Even better, if we all developed around a single set of common hooks, you can imagine that, at the end of the day (once you’ve submitted your repository to the main trunk), someone like the Galaxy team would simply vacuum up your modules and instantly make your code available to every bioinformatician and biologist out there.  Instant usability!

While this model of bioinformatics development would take a small team of core maintainers for the common core and hooks, much the same way Linux has Linus Torvalds working on the Kernel, it would also cut down severely on code duplication, bugs in bioinformatics code and the plethora of software packages that never get used.

I don’t think this is an unachievable goal, either for the DIY bioinformatics community, the Open Source bioinformatics community or the academic bioinformatics community.  Indeed, if all three of those decided to work together, it could be a very powerful movement.  Moreso, corporate bioinformatics could be a strong player in it, providing support and development for users, much the way corporate Linux players have done for the past two decades.

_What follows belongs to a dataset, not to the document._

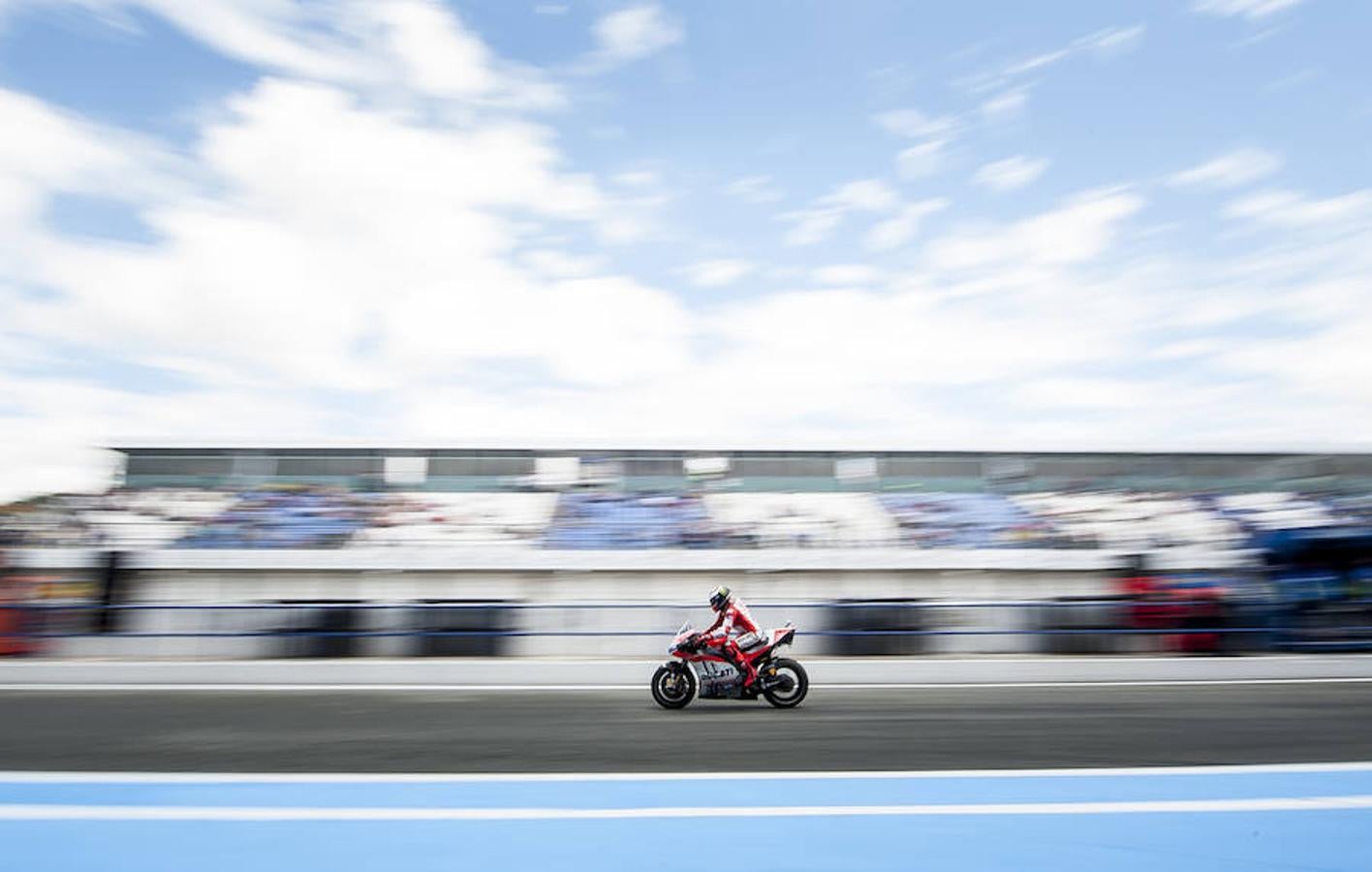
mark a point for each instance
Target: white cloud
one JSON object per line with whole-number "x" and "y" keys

What is needed, however, is buy-in from some influential people, and some influential labs.  Putting aside their own home grown software and investing in a common core is probably a challenging concept, but it could be done – and the rewards would be dramatic.

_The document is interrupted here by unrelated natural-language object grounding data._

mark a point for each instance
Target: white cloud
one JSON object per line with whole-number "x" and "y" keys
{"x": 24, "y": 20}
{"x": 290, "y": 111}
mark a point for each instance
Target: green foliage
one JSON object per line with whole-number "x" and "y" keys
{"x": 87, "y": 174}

Finally, coming back to the funding issue.  Agencies funding bioinformatics work would also save a lot of money by investing in this type of framework.  It would ensure more time is spent on more useful coding, more time is spent on publications that do more to describe algorithms and to ensure higher quality code is being produced at the end of the day.  The big difference is that they’d have to start accepting that bioinformatics papers shouldn’t be about “new software” available, but “new statistics”, “new algorithms” and “new methods” – which may require a paradigm change in the way we evaluate bioinformatics funding.

Anyhow, I can always dream.

Notes: Yes, there are software frameworks out there that could be used to get the ball rolling.  I know Galaxy does have some fantastic tools, but (if I’m not mistaken), it doesn’t provide a common framework for coding – only for interacting with the software.  I’m also aware that Charmm and Amber have problems – mainly because they were developed by competing labs that failed to become entirely enclusive of the community, or to invest substantially in maintaining the infrastructure in a clean way.Finally, Yes, the licensing of this code would determine the extent of corporate participation, but the GPL provides at least one successful example of this working.